What most interests me about OXML's transition from control by Microsoft to the ISO is what it could do to Microsoft culture. Culture seems to occupy a lot of my blogging thoughts of late. It lies at the heart of my concern about Microsoft's proposed merger with Yahoo. It's the essence of what I think Microsoft most misses about itself. We need to realize that we are, at heart, a platform company, and everything should be done with an eye towards enabling developers to do interesting things, because that is what Microsoft does well. Granted, those interesting things need to include features on par with closed systems made by a certain Cupertino-based company, but the toolkit orientation should be the identity that threads everything this company does.

I look at OXML with the same glasses (no, they aren't completely rose-colored). What is interesting about OXML is that Microsoft, for the first time that I can remember, has handed over the core protocol that lies at the heart of a product that plays a critical part in the revenue story written by Microsoft. The essential nature of that revenue is the real reason Microsoft wasn't first mover in the ISO standardization game. When billions in quarterly-accrued earnings are derived from the existing structure, it's hard to take a bird's eye view and discern a need for radical change.

Change, however, has come, first with Microsoft's decision to move to a documented XML grammar for office documents, and now with its successful push to get OXML ratified by both the ECMA and ISO.

I can't say that Microsoft would have chosen the ISO path on its own (and please, that is just me saying that, not Microsoft). Events forced them down that path, to be sure, events mostly generated by a competing XML document format, the proponents of which had hoped to use its exclusive ISO-ratified status as a wedge by which to gain competitive ground against the dominant Microsoft-sponsored format.

Microsoft is now, however, irreversibly on that path. What I think will be a real eye-opener for Microsoft, however, is how being open helps Microsoft's business.

The success of Adobe's PDF is due entirely to the fact that they have been very open with the format. They standardized relatively early, and work hard to ensure that readers were available on every major platform. Adobe's success is a micro-scale example of what has happened in this Internet-enabled, globally-connected market for IT products. Standards need to be universal to really gain traction in today's marketplace. It's partly a reflection of the essential nature of modern Internet-based communications and information, but also a reflection of the fact that, in a networked world, EVERY computing device can digitally interact with every other computing device on the planet.

This isn't computing circa 1985, where computers tended to be isolated silos of processing power and, at best, compatibility needed to exist with other systems within the enterprise. This is 2008, where data flies from Hyderabad to Silicon Valley at light speeds.

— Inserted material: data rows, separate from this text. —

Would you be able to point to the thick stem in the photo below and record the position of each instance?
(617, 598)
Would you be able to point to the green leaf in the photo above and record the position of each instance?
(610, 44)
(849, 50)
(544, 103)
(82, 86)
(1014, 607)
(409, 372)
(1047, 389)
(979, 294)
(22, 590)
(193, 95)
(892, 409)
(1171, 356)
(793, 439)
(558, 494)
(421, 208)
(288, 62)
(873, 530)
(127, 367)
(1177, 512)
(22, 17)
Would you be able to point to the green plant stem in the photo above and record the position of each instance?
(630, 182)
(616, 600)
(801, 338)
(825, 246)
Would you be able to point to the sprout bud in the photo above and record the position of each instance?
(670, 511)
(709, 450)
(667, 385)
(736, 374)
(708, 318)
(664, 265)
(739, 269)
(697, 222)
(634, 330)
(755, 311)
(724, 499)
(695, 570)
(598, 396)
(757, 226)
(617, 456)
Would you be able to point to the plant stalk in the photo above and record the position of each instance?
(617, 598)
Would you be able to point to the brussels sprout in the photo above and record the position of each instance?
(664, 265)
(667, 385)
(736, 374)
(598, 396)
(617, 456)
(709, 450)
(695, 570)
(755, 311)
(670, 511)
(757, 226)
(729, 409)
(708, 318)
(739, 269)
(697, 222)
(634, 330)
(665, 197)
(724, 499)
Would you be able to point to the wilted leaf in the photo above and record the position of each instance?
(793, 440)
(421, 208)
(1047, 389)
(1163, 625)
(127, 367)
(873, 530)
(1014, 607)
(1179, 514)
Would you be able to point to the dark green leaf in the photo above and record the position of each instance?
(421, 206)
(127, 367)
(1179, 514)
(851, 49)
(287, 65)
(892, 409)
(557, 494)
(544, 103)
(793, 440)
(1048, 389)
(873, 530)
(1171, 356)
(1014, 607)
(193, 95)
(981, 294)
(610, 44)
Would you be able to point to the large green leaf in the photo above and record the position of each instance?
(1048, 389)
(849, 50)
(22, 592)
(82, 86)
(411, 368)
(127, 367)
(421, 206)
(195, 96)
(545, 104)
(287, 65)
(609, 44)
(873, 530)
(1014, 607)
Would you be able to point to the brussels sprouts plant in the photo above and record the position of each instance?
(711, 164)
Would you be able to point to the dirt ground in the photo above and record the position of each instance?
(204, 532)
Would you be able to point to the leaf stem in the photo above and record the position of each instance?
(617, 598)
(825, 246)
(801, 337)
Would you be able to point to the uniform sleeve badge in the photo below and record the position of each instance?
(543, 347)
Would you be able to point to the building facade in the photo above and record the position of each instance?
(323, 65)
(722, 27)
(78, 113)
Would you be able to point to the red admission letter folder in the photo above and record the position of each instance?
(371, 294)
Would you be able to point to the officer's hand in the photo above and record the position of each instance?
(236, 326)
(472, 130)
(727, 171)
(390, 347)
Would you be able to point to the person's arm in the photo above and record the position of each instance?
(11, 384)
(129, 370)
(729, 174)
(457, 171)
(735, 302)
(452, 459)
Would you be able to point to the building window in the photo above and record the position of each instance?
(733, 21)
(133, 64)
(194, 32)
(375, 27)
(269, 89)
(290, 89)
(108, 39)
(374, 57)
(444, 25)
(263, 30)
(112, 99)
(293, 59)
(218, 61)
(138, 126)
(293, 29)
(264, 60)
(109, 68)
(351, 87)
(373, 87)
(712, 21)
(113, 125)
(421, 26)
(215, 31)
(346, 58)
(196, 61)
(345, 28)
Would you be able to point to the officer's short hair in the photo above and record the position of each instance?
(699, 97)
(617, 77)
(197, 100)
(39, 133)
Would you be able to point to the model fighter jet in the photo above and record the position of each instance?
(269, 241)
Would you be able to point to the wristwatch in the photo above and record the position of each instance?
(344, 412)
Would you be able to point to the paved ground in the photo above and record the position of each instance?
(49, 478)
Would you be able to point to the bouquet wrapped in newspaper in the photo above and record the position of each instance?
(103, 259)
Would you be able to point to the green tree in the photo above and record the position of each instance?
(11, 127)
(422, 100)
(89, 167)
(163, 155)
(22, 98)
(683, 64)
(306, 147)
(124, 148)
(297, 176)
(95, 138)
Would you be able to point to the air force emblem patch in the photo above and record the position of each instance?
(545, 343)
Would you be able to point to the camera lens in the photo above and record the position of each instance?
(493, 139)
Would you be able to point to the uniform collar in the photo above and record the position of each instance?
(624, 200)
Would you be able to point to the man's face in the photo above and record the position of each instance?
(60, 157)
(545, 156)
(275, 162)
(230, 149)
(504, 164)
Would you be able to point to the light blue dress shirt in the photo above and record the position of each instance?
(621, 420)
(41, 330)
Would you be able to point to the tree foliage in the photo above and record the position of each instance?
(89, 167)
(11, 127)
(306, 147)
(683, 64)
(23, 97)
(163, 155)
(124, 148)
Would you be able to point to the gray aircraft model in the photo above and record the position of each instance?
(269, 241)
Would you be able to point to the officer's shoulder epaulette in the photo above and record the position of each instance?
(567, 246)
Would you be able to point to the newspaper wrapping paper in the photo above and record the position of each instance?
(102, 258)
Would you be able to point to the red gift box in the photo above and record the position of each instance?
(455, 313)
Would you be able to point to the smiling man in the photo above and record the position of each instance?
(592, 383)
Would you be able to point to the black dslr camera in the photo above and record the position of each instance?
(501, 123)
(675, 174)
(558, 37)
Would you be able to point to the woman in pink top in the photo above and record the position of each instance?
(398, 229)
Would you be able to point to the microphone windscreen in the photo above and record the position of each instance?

That's why I'm gunning not just for OXML to be improved, but to be more successful as a public standard than it ever was as a private one (and for that success to benefit Microsoft). Nothing tends to support the arguments of those who advocate for open systems within a company as large and profitable as Microsoft more than success.

I think OXML can be the sequoia lying across the chasm from a Microsoft cultural standpoint. Other smaller trees may bridge the chasm in other places, but nothing quite as large and powerful as that sequoia. If Microsoft's Office business is enlivened by its experience with OXML, I expect that the standardization approach used there will become an instinctive part of the cultural habits at the company.

That is a good thing, one that benefits competitors as much as users of Microsoft technology.